Will Documentaries Like “Waiting for Superman” Be Game-Changers For Public Education?

Today I write, not from pre-screening “speculation,” but as one of the many who have watched the Davis Guggenheim documentary, Waiting for Superman.  It just so happened that I watched the film in Atlanta on the same day that DC Schools Chancellor, Michelle Rhee, announced her resignation.   But at the moment of watching the film, I was unaware that Ms. Rhee had tendered her resignation.  

I wanted to share with you my views about the film.   For the first half of the documentary, I was angry.   I sat there at a 1:45pm matinee and saw more than half the seats unfilled.   I was also angry because you see the data about school spending being less than spending on our prison system.  You see data about how our nation’s capital has 12% reading proficiency from their 8th graders!  And I was angry because you see these children suffering needlessly, and their hopes for a quality education dependent on the luck of the bouncing lottery ball.   How did we allow the “system” to become a systemic failure?

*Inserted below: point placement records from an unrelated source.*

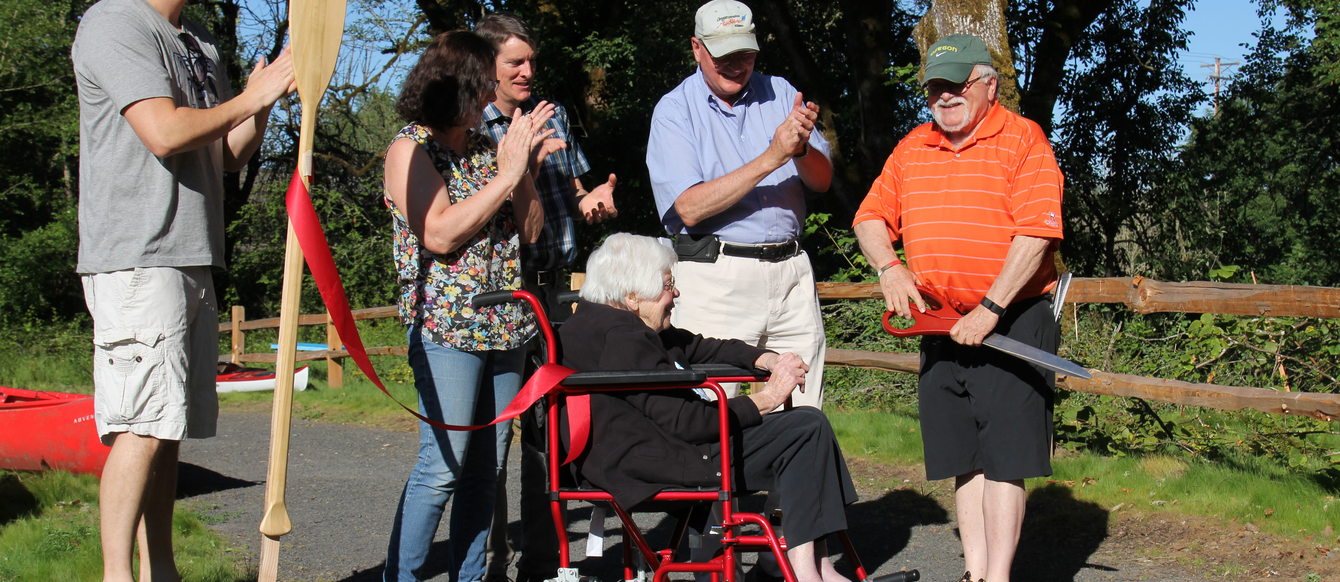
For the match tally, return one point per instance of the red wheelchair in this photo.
(739, 531)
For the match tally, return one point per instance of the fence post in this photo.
(237, 337)
(334, 369)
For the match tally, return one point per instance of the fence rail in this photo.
(1138, 294)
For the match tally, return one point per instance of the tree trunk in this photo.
(1060, 30)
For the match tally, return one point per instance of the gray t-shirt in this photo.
(137, 209)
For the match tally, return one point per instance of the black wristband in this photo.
(990, 306)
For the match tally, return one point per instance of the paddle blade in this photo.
(315, 28)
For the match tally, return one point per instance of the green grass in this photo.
(59, 361)
(1244, 490)
(48, 531)
(358, 401)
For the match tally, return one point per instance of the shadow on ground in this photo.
(15, 499)
(1060, 534)
(193, 480)
(881, 527)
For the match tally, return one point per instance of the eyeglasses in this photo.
(198, 66)
(734, 59)
(940, 86)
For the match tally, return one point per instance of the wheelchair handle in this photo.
(493, 298)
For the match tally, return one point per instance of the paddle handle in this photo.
(275, 522)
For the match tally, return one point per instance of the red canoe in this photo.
(48, 431)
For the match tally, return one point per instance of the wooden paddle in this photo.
(315, 28)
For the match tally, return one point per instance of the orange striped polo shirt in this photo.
(957, 211)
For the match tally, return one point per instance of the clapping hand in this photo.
(525, 140)
(598, 204)
(792, 136)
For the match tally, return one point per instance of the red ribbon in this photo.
(316, 251)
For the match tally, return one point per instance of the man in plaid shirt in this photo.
(562, 193)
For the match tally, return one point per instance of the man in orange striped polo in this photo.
(976, 201)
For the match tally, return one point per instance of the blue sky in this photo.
(1220, 28)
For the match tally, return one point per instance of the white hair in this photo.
(626, 264)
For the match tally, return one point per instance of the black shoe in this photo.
(533, 577)
(759, 574)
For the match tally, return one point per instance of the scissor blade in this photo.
(1063, 284)
(1036, 356)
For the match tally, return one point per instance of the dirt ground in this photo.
(1060, 529)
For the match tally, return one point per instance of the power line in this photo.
(1218, 75)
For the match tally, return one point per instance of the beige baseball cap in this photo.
(725, 27)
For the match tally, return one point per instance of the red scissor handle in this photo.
(937, 319)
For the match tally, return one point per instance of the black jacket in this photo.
(645, 441)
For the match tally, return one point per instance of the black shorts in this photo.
(986, 411)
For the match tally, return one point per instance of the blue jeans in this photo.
(458, 388)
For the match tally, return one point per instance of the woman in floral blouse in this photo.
(460, 211)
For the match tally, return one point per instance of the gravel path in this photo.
(343, 484)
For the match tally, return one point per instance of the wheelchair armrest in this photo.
(725, 370)
(626, 377)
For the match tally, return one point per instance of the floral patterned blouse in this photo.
(436, 290)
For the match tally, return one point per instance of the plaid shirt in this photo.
(556, 247)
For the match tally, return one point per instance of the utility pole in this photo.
(1217, 77)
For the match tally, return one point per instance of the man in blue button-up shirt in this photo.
(732, 153)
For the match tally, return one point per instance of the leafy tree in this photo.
(39, 138)
(1257, 181)
(1126, 102)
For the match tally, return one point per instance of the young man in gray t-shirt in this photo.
(158, 125)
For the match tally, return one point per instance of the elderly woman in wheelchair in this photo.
(646, 441)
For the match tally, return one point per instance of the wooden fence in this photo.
(1138, 294)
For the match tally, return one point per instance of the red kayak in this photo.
(48, 431)
(237, 378)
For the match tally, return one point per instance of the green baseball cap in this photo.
(953, 58)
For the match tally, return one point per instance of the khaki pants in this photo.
(769, 305)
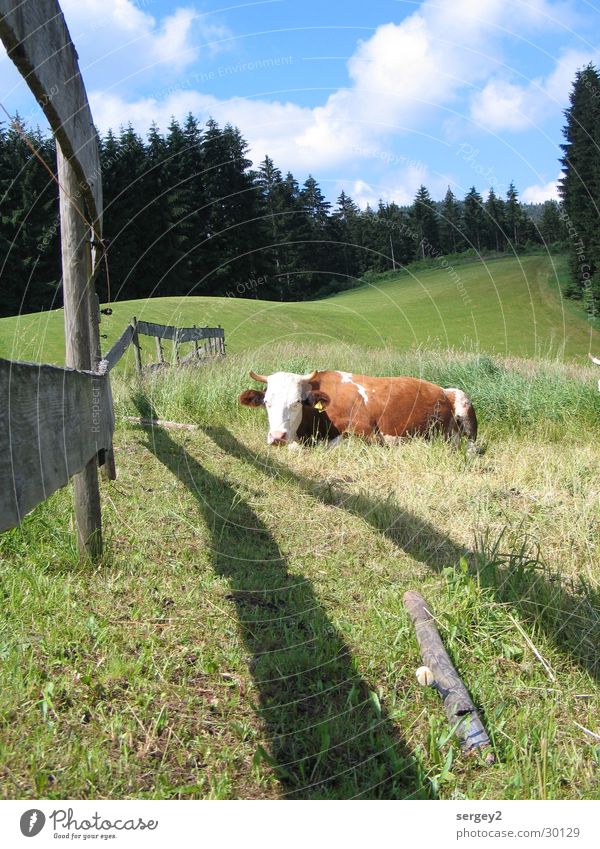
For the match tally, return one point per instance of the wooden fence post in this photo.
(79, 333)
(136, 347)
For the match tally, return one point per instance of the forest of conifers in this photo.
(185, 212)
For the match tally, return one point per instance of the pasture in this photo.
(505, 307)
(244, 635)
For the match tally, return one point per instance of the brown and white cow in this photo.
(327, 404)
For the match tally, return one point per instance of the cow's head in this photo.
(285, 398)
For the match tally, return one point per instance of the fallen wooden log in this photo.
(159, 423)
(459, 708)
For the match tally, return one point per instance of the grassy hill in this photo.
(244, 636)
(509, 307)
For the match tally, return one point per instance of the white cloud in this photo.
(397, 79)
(541, 193)
(121, 43)
(506, 105)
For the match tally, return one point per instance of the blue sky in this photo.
(373, 97)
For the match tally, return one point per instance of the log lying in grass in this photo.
(159, 423)
(460, 710)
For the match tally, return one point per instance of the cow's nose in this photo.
(276, 437)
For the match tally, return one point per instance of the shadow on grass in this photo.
(510, 564)
(328, 737)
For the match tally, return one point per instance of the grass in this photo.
(506, 307)
(244, 635)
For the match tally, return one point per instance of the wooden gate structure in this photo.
(57, 423)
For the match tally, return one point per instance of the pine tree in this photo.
(515, 219)
(474, 219)
(552, 229)
(234, 224)
(580, 184)
(450, 224)
(424, 219)
(343, 228)
(494, 237)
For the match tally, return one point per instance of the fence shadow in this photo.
(328, 737)
(569, 614)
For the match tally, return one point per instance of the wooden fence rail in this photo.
(53, 421)
(214, 337)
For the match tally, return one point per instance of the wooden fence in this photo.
(213, 339)
(55, 421)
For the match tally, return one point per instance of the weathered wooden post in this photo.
(82, 341)
(136, 347)
(37, 40)
(159, 353)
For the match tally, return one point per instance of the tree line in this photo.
(580, 188)
(187, 214)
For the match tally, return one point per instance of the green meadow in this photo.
(506, 307)
(243, 635)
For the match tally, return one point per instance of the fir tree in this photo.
(474, 219)
(424, 219)
(580, 183)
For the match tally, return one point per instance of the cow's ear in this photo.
(252, 398)
(317, 399)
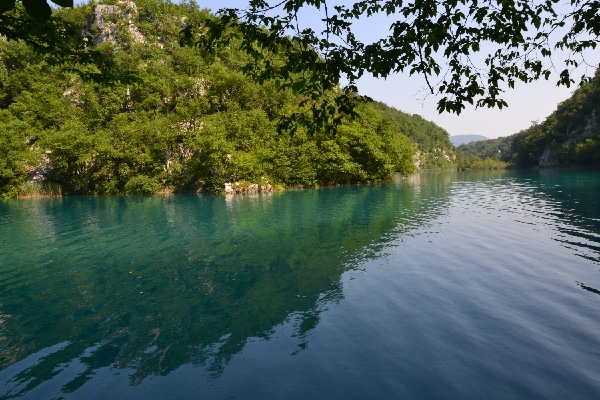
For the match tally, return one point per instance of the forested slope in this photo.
(569, 136)
(172, 119)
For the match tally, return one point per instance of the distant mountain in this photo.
(457, 140)
(568, 136)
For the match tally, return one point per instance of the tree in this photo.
(436, 39)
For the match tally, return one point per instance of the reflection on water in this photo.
(111, 292)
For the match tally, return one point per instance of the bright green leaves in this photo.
(6, 5)
(431, 38)
(64, 3)
(39, 10)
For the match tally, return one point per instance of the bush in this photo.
(142, 184)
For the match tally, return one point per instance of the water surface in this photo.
(442, 285)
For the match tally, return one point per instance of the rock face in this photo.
(108, 22)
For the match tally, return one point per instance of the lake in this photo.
(443, 285)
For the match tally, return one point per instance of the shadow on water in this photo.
(148, 284)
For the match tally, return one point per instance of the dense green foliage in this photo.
(174, 119)
(434, 148)
(468, 52)
(569, 136)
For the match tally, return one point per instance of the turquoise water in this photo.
(440, 286)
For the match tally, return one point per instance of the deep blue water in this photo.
(481, 285)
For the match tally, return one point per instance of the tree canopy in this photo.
(439, 40)
(468, 51)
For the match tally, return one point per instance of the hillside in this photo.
(457, 140)
(435, 151)
(569, 136)
(169, 118)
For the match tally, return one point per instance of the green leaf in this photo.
(63, 3)
(6, 5)
(39, 10)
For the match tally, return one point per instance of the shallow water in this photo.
(442, 285)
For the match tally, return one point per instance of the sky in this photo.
(527, 103)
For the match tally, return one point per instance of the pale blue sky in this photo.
(527, 102)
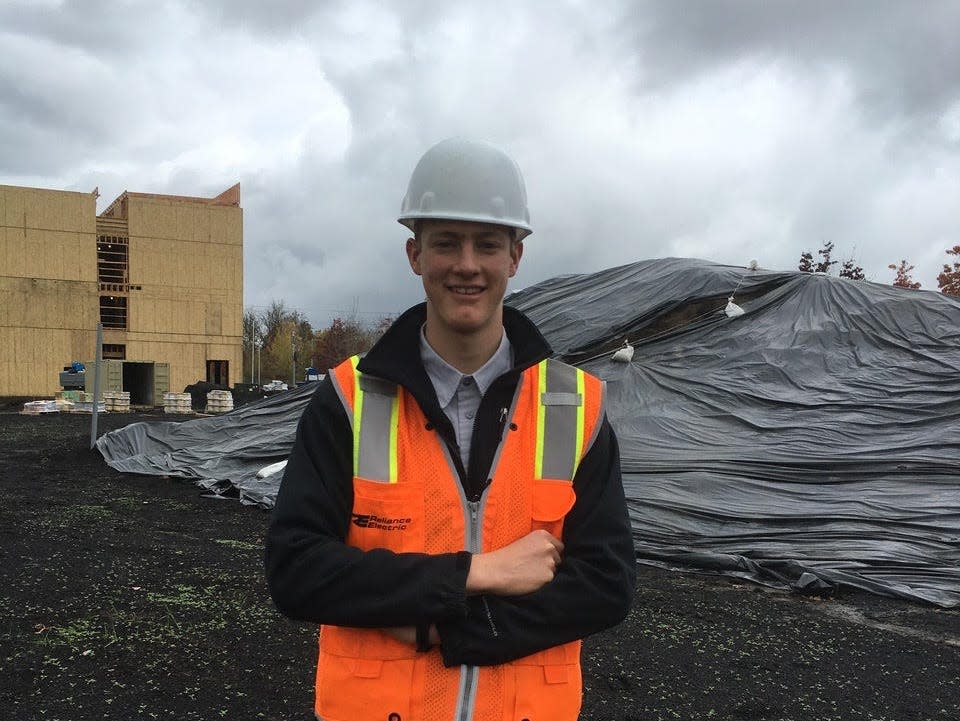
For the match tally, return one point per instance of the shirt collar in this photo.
(446, 379)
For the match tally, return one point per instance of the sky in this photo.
(726, 130)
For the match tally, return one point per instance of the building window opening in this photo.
(114, 351)
(112, 263)
(218, 372)
(113, 311)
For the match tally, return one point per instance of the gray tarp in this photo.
(813, 440)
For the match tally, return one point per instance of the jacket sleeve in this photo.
(312, 574)
(591, 591)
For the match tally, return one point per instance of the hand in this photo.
(522, 567)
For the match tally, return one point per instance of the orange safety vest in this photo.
(407, 497)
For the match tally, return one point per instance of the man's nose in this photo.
(467, 259)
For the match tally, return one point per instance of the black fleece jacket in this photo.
(314, 576)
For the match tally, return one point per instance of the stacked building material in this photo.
(35, 408)
(219, 401)
(177, 403)
(117, 401)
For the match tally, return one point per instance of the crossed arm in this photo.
(534, 593)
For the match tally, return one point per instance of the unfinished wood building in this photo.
(163, 273)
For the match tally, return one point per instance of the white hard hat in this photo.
(460, 179)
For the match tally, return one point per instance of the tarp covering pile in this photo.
(813, 440)
(222, 454)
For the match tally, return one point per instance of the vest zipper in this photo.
(470, 677)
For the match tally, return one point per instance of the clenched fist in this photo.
(522, 567)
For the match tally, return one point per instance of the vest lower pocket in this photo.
(549, 684)
(387, 515)
(551, 502)
(353, 689)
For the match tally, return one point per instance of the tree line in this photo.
(280, 343)
(948, 281)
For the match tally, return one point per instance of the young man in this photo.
(452, 511)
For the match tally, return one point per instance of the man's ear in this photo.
(413, 255)
(516, 252)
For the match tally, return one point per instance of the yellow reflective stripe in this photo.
(581, 422)
(394, 424)
(357, 413)
(541, 417)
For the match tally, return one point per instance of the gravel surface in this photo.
(132, 597)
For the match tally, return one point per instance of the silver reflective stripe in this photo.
(376, 459)
(561, 418)
(600, 415)
(561, 399)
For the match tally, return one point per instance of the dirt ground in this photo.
(133, 597)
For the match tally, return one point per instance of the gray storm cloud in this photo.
(723, 130)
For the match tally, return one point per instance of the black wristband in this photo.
(423, 637)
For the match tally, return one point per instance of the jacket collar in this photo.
(396, 356)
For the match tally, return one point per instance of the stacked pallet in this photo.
(35, 408)
(67, 400)
(219, 401)
(177, 403)
(117, 401)
(87, 406)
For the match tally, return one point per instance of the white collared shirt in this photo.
(459, 395)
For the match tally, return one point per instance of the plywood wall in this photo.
(185, 303)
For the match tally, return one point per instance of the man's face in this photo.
(465, 267)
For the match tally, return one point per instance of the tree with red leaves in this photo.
(949, 279)
(904, 279)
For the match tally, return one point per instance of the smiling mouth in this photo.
(465, 290)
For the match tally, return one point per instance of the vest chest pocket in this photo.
(551, 502)
(387, 515)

I was also angry in the latter half of the film.   Yes, I will raise my hand and state unequivocally that the teacher’s union has played one of the key roles in blocking innovation in education.  However, as an outsider, I also felt that they could have taken a more “balanced” approach to the teacher issue.  Yes, they made Randi Weingarten out to be Darth Vader, and they also got some appalling scenes of teachers sleeping in professional development programs and even reading the newspaper in their classes!   However, they again focused on the tenure and pay for performance without really giving you any ideas on how a teacher should be evaluated fairly.   It became an oversimplification of the challenges that public schools face with teacher acquisition, retention, training, compensation and evaluation.  I did, however, find Geoffrey Canada, the founder of the Harlem charter school, to be an amazing individual. Ms. Rhee, however, was portrayed as a “crusader” and I think it would have been helpful to take a more “balanced” approach to this theme and a few other themes in the film.

However, where I started to question the objectivity of the documentary was the real basis for why they selected these charter schools as the illustrative ones, other than they were the ones that the children were applying to?  I have certain reservations about KIPP because I do not support a 10 hour school day and school on Saturdays.  It’s not quantity, but quality that matters.  And kids still need to be kids; they don’t need to be the 21st century version of child laborers.  I also wish that Mr. Guggenheim would have focused a bit more on the actual pedagogy being used, but I suspect he didn’t get permission to go in that direction.

All in all, I am hoping that all of these documentaries, despite their obvious slants, will create an “education revolution,” much like An Inconvenient Truth did for the environment.   Mainstream America should feel ashamed and appalled at what “the system” has fostered in our society, and we need real solutions, and NOW. 

How ironic it was that I saw this film on the day that Ms. Rhee became the latest DC Schools Chancellor to fall victim to “the system.”